The institution of grand rounds is increasingly under siege (4, 8–10). As overworked physicians are dispersed in far flung clinical practice sites, attendance at grand rounds is flagging. The lack of financial resources to support programs in many departments is also a contributing factor. In fact, many grand rounds programs are now supported by pharmaceutical companies that provide both refreshments and CME credits. Grand rounds are in danger of being regarded as mere social gatherings (8) where presentations must satisfy the minimum needs of every constituency of the audience. In such “one size fits all” presentations, superficial glitter (provided by marquee speakers who are well-spoken but use packaged presentation material) replaces substantive content.

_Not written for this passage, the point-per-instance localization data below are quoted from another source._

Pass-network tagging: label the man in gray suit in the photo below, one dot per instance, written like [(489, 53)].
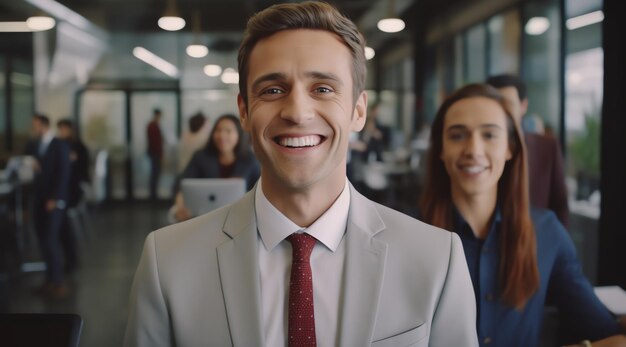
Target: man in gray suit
[(377, 277)]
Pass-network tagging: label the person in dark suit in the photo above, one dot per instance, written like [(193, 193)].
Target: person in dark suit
[(546, 174), (226, 154), (155, 151), (79, 174), (51, 186), (518, 257)]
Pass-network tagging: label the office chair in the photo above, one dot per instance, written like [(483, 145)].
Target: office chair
[(40, 329)]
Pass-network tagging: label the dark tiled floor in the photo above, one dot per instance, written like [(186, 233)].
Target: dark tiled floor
[(99, 288)]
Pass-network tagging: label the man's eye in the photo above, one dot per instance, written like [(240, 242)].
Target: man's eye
[(456, 136), (272, 91)]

The results of this study, however, offers hope that this need not be so. The disparate components of a grand rounds audience appear to agree in their opinions about the inherent quality of grand rounds presentations even though they differ in their perceptions about the relevance of the topics to their current needs and the potential value of the content for future use. Thus, grand rounds programs do not necessarily have to seek the lowest common denominator to satisfy their varied audience.
The author would like to gratefully acknowledge the assistance of Edward J. Gracely, Ph.D. in the statistical analysis of the data.
At the time of submission, the author disclosed no competing interests.